Clarín

Entre una decisión demorada y la sanata que nunca termina

- Horacio Pagani hpagani@clarin.com

Un día más. Un día más de espera (por lo menos) para la primera final de la definición más importante de la historia de nuestro fútbol.

Boca y River en la disputa por la Copa Libertador­es. Fue por la lluvia tremenda que comenzó en la madrugada y que debió haber anticipado la decisión de la Conmebol. Porque de lo único que se habló y se discutió fue sobre el estado del campo de juego de la Bombonera y la posibilida­d de que mejorara a las 17.

Se trató, claro, de una falta de respeto a la gente que dudaba entre emprender la aventura o no hacerlo. Con las calles de la Boca cubiertas de agua. Recién a las 15.20 Roberto Tobar, el árbitro chileno, comprobó sobre el verde césped lo que todos veíamos en vivo o por televisión: que era imposible jugar. Que aunque cesaran las precipitac­iones, la seguridad de los protagonis­tas estaría en peligro.

El histórico encuentro debía tener las condicione­s externas normales. Lógicament­e. Demoraron demasiado tiempo. Y colaboraro­n (sin intentarlo, creemos) para que el fárrago de palabras, interpreta­ciones, previsione­s, ilusiones, ¿certezas?, formacione­s, dudas y delirios que se desarrolla­ron en todos estos días tuviera más espacio.

Más tiempo para calcular, definir chances, explicar el VAR, agregarle aspectos meteorológ­icos, Y esotéricos, también. Toda la sanata incluida para palpitar un partido que -luegocuand­o la pelota comienza a rodar, generalmen­te no tiene mucho que ver con las precisione­s anticipada­s. Porque lo mejor que tiene el juego del fútbol -y que lo transformó en el más popular de la Tierra- es la imprevisib­ilidad. La “Dinámica de lo Impensado” como lo definió el periodista Dante Panzeri hace más de 50 años.

Se preparan los equipos. En todos los aspectos. Claro que sí. Estrategia, táctica, preparació­n física. Todo ayuda. Pero una buena maniobra individual, una combinació­n imprevista, un remate sorpresivo, un golpe del azar, aniquilan los mejores pronóstico­s. “Hay que correr” se dice ahora como novedad incontrast­able. Siempre se corrió, claro. Pero ahora se corre más. Y se juega menos. Porque abundan las fricciones. Nadie dice vamos a jugar bien, como premisa.

Y jugar bien no significa correr más. Es más compleja la ecuación. “Hay que presionar alto”, se puso de moda. Querrá decir recuperar la pelota lo más lejos del arco propio posible. Pero no se explica demasiado qué se hace con la pelota recuperada. La discusión es eterna.

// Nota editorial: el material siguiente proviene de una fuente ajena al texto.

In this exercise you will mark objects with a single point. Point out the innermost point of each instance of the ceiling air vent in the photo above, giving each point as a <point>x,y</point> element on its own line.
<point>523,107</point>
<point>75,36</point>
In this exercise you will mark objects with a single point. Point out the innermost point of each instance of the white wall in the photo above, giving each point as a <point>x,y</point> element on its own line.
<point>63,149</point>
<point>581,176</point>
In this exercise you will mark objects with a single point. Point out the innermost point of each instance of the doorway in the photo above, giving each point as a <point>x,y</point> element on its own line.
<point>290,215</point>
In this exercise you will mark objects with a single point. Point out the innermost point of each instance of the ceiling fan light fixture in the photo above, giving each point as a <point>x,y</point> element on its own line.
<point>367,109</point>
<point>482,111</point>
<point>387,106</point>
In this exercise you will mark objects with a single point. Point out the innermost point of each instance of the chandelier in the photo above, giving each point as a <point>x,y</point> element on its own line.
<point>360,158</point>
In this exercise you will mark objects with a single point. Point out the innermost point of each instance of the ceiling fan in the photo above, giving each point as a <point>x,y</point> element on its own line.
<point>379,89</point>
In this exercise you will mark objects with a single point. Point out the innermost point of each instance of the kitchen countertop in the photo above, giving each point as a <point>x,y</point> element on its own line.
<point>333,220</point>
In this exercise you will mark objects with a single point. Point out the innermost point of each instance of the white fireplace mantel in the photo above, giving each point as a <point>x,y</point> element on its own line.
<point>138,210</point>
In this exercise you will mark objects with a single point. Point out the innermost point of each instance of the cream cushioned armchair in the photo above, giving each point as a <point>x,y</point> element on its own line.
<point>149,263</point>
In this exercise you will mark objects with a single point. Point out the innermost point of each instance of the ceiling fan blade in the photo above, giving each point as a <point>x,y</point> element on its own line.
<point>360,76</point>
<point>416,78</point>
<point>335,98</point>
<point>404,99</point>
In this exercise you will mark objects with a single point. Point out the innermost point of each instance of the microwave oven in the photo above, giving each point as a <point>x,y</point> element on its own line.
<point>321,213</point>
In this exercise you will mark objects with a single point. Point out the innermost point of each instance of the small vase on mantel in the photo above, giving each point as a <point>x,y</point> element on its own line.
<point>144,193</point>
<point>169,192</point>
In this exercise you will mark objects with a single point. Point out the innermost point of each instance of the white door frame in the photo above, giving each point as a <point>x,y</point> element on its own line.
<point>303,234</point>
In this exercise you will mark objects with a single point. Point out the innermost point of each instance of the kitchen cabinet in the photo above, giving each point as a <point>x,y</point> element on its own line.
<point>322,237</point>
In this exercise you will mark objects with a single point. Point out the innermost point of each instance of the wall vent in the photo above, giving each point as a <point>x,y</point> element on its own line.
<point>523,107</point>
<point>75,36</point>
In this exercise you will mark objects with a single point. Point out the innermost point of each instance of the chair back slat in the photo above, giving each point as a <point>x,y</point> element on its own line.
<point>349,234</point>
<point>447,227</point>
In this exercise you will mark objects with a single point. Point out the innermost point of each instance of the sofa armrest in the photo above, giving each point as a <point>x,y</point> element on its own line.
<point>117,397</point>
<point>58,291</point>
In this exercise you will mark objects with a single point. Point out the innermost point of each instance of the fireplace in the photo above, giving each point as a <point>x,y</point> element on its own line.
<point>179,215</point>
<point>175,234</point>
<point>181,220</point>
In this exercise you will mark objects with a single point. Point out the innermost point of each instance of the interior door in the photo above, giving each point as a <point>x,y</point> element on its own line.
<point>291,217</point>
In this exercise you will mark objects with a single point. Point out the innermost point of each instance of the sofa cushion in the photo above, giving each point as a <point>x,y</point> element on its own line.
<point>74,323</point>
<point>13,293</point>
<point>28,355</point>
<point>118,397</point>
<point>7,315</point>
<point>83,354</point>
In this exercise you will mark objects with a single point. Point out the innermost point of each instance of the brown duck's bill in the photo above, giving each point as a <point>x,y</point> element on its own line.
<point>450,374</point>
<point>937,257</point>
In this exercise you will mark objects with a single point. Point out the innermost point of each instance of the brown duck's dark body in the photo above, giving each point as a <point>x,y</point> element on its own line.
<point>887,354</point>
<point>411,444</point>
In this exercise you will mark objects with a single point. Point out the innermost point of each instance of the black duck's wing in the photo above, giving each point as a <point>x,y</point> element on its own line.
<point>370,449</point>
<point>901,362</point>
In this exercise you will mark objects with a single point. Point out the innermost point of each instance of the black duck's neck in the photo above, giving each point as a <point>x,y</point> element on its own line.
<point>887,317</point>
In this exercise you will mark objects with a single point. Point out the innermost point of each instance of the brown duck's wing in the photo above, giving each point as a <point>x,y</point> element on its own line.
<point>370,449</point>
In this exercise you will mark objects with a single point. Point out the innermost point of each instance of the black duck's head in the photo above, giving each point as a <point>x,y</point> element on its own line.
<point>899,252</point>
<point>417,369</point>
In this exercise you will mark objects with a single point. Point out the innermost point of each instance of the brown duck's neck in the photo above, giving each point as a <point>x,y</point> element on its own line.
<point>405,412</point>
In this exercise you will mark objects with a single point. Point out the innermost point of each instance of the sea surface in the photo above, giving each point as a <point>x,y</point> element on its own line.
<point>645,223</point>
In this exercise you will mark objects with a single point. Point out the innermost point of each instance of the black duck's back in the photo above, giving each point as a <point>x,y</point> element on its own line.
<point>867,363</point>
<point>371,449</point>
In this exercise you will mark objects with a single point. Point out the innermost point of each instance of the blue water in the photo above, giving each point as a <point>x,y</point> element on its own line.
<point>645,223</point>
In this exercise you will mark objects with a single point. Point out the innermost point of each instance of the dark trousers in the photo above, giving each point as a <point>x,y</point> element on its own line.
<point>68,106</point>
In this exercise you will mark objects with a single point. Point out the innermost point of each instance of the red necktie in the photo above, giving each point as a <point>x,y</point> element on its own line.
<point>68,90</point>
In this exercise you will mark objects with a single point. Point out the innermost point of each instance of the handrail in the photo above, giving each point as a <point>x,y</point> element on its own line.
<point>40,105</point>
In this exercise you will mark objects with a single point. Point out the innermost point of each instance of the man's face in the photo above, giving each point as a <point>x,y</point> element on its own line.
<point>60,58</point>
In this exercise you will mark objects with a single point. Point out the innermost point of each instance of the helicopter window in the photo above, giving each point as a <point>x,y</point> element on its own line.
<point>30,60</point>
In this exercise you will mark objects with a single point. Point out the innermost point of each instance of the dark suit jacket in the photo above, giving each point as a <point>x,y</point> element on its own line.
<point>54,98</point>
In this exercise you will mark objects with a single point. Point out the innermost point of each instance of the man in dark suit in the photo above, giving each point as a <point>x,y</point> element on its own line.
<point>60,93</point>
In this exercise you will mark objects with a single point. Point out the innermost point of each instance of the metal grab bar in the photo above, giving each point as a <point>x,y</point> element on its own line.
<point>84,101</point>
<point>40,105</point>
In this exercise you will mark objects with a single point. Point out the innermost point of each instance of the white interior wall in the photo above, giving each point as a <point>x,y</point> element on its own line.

Entonces, con la excusa de estos partidos cruciales hay tiempo para la retórica infinita. Y ni pensar en los ríos de palabras que correrán en las dos semanas entre los dos choques.

¿Cómo influyó el primer resultado? ¿Quién llega mejor? ¿Quién es el favorito? ¿Tiene ventaja el local o el visitante? ¿Quiénes están lesionados? ¿Se recuperará­n? Y en una de esas se da un “gol olímpico” y todos los anticipos se derriten. Uno ganará (aun por penales) y otro perderá. Uno festejará estruendos­amente y el otro penará un tiempo.

Y la vida continuará. Será, entonces, cuando hagamos un recorrido de los miles de palabras inútiles que pronunciam­os antes.